03How does the other side know my agent has authority?+
By asking the company, not the agent. The entity itself produces a verifiable record — who its officers are, what authority each agent holds, what the limits are, and a signed timestamp. Counterparties verify that record before treating a quote as firm or a signature as binding. Your agent is a face. The company underneath is the one signing.
04What happens when something goes wrong?+
The same thing that happens when humans get it wrong — you go back to the record. Because every step is signed and posted to both companies' books, the conversation, the quote, the counter, and the accept are all there. Disputes get cheaper because there's less to argue about. Where the agent acted outside its authority, the company can disavow; where it acted inside, the company is on the hook. Insurance, indemnities, and arbitration look mostly familiar; they just have better evidence to work from.
05Does this work today, or is it a forecast?+
Both. Pieces of it are already live — automated treasury sweeps, agent-driven procurement, AI-assisted underwriting, programmatic counter-signing of standard agreements.
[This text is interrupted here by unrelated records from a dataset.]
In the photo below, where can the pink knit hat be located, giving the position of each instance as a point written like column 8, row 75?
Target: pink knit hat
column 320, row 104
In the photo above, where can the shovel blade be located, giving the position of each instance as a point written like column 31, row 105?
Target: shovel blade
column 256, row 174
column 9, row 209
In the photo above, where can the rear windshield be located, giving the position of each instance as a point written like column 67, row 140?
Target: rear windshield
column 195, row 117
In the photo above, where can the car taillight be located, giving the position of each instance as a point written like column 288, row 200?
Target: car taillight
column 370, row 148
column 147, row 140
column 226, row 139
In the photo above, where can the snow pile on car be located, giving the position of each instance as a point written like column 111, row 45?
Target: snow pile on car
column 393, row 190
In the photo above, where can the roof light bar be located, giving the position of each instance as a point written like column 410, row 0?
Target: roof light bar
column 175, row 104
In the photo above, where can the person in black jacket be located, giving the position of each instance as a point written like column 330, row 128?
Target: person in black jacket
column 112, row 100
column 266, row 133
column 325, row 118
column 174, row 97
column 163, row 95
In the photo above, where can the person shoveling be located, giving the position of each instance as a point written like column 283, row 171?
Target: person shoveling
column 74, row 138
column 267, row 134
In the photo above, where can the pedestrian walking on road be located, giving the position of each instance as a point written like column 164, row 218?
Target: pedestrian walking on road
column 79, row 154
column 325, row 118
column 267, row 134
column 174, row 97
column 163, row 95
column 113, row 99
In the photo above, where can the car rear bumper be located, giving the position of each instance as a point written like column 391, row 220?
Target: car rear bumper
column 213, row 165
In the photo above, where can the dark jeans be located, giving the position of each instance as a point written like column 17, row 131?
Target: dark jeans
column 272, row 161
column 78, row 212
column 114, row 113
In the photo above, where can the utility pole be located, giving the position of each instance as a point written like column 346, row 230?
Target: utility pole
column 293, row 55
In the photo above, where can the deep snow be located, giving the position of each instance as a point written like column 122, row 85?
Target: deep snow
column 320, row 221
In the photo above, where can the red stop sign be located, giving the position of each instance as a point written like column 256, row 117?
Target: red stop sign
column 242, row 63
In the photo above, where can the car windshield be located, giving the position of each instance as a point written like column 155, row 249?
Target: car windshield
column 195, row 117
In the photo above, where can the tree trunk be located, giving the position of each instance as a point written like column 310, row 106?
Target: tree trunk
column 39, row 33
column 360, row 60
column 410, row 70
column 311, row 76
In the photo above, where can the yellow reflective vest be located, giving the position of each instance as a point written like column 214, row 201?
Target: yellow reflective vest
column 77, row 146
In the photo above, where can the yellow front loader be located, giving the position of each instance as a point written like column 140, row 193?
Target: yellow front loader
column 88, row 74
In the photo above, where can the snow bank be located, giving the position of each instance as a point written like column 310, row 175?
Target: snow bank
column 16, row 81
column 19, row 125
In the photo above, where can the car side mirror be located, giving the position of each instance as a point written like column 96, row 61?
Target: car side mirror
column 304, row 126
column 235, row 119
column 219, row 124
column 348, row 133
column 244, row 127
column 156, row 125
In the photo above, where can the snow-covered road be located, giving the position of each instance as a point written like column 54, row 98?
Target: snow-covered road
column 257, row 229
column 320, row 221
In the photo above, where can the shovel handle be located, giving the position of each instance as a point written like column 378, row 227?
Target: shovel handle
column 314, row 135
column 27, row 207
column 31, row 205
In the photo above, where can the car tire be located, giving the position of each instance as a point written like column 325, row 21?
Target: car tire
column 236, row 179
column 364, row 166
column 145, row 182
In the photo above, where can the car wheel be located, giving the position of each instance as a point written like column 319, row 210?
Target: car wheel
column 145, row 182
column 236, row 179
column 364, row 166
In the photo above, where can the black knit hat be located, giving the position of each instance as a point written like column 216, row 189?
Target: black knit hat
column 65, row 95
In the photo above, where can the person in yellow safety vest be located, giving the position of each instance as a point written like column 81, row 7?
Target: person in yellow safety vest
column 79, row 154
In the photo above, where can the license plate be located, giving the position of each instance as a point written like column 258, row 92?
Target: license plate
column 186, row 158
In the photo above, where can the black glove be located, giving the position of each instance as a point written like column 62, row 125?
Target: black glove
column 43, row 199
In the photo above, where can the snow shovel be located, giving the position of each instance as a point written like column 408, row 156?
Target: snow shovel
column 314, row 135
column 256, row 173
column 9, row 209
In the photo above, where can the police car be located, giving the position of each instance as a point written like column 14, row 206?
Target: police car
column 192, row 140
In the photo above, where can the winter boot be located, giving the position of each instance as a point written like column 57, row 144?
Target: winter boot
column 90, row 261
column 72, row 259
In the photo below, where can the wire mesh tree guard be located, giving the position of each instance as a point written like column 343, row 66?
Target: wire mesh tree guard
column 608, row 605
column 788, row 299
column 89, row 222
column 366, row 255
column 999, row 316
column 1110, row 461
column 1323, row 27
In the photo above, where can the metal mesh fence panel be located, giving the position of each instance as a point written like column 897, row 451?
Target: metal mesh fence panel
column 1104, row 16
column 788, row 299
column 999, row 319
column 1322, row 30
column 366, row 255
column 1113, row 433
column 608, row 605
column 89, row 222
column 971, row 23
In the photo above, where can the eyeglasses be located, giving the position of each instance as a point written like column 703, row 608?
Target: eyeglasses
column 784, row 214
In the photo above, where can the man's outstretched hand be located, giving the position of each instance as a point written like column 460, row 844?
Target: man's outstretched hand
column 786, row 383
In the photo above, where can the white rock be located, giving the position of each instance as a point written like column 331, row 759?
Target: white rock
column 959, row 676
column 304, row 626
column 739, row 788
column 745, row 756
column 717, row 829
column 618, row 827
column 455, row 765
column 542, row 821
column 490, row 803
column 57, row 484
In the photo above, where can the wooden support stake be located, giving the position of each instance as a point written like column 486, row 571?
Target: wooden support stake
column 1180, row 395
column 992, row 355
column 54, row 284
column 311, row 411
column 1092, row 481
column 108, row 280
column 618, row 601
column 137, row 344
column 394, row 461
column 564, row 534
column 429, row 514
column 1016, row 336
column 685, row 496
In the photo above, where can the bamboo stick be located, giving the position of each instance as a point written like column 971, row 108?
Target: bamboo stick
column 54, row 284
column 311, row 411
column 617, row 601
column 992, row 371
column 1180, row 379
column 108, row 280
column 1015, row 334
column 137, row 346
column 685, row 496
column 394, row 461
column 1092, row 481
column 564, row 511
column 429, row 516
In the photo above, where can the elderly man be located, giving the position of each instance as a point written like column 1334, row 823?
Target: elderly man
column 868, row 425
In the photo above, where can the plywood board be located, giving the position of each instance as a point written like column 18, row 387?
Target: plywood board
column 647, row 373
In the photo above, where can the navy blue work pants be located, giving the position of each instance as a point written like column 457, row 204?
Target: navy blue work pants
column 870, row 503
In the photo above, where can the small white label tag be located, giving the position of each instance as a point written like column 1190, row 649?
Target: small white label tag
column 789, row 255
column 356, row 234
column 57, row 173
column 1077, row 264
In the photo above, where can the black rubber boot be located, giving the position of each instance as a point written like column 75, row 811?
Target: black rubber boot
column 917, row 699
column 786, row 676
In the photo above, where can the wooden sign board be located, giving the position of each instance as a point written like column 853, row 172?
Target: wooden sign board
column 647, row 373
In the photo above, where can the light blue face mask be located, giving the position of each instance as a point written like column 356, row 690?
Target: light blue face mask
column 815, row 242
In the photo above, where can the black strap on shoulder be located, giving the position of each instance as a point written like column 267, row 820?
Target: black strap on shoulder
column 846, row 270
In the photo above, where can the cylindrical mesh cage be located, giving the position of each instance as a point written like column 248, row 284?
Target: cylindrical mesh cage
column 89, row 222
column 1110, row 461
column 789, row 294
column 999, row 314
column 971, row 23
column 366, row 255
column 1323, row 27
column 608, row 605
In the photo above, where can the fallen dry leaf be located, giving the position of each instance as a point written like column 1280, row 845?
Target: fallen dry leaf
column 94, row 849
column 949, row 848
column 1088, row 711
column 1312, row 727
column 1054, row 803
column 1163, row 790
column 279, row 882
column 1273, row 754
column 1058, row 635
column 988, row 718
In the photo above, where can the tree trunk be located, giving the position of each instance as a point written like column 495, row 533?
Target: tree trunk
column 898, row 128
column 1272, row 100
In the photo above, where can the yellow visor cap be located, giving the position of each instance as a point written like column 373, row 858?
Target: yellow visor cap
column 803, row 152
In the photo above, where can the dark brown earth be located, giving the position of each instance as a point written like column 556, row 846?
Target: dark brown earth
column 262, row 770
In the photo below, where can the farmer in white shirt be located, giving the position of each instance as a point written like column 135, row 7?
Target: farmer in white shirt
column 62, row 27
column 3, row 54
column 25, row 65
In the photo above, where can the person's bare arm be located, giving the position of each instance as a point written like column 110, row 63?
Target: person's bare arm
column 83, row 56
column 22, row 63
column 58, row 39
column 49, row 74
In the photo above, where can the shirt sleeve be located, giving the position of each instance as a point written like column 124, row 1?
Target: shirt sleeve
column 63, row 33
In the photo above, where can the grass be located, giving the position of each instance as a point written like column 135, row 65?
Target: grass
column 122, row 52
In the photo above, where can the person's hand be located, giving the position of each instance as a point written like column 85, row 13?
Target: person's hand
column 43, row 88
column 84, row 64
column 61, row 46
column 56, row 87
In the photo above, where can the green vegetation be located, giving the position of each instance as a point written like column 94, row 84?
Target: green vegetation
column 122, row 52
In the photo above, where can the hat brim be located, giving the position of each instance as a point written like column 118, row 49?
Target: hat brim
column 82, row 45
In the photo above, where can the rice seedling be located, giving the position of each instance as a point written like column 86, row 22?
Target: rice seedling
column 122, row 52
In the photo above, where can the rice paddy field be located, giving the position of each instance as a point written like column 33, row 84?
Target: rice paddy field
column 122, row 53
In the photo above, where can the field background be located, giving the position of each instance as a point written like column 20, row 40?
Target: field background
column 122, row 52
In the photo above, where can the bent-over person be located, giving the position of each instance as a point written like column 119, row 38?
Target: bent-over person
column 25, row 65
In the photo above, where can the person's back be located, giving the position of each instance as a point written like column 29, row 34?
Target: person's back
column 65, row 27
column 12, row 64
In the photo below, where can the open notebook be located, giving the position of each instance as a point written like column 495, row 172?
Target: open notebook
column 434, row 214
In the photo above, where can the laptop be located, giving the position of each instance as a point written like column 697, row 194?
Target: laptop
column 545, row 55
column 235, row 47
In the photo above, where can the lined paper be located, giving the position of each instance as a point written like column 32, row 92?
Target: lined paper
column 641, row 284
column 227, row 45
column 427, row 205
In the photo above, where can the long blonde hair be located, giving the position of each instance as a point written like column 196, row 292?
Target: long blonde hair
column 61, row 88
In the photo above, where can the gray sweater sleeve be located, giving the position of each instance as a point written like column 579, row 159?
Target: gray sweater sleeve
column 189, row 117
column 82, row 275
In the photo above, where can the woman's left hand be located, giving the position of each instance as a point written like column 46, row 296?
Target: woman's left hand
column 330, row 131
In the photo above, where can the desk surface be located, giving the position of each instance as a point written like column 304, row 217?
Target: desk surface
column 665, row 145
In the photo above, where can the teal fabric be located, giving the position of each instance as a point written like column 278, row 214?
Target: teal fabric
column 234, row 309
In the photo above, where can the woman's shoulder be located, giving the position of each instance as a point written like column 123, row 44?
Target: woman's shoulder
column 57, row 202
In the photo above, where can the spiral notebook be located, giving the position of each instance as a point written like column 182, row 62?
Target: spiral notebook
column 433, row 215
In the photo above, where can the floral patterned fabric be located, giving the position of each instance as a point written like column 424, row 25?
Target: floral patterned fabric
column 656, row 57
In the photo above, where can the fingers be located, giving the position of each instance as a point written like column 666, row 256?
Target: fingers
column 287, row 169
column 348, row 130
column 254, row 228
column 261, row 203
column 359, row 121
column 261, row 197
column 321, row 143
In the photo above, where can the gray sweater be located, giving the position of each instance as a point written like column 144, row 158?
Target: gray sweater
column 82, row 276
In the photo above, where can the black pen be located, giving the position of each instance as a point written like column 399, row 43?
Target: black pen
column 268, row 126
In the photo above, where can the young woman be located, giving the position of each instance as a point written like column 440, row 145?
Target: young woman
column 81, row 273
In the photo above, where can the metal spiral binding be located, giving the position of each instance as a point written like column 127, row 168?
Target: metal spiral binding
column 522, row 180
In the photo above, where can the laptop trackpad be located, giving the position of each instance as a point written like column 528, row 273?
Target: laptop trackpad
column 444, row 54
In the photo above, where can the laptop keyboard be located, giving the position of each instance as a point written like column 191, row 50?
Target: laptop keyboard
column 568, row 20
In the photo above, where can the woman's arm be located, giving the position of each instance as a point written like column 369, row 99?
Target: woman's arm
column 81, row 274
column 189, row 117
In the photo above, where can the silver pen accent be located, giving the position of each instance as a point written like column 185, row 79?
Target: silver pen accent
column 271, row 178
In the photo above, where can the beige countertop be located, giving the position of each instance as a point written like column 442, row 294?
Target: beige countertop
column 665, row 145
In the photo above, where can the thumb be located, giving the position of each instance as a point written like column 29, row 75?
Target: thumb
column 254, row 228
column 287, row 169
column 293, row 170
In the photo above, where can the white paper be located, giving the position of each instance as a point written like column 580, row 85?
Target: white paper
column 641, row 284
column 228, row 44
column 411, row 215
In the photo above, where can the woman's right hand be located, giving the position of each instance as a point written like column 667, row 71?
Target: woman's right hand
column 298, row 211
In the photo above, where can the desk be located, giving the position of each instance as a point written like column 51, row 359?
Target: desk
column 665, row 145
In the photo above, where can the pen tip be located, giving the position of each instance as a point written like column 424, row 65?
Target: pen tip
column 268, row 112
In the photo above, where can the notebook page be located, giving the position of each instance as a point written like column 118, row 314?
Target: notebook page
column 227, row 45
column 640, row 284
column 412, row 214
The thing that's missing is a clean substrate underneath: an entity that knows what it is, what it has agreed to, and who can speak for it. That's what we're building. The transactions don't need to be invented; the companies underneath them do.
06If agents do the deals, what do founders do?+
The things only they can do. Set direction. Pick which markets to enter. Decide what the company won't compromise on. Write the policies the agents work under. Hire the small number of people the company actually needs. Founders move up the stack — from doing the work, to running the people doing the work, to writing down what the work is supposed to be and letting the company do it. The job gets smaller, the leverage gets larger.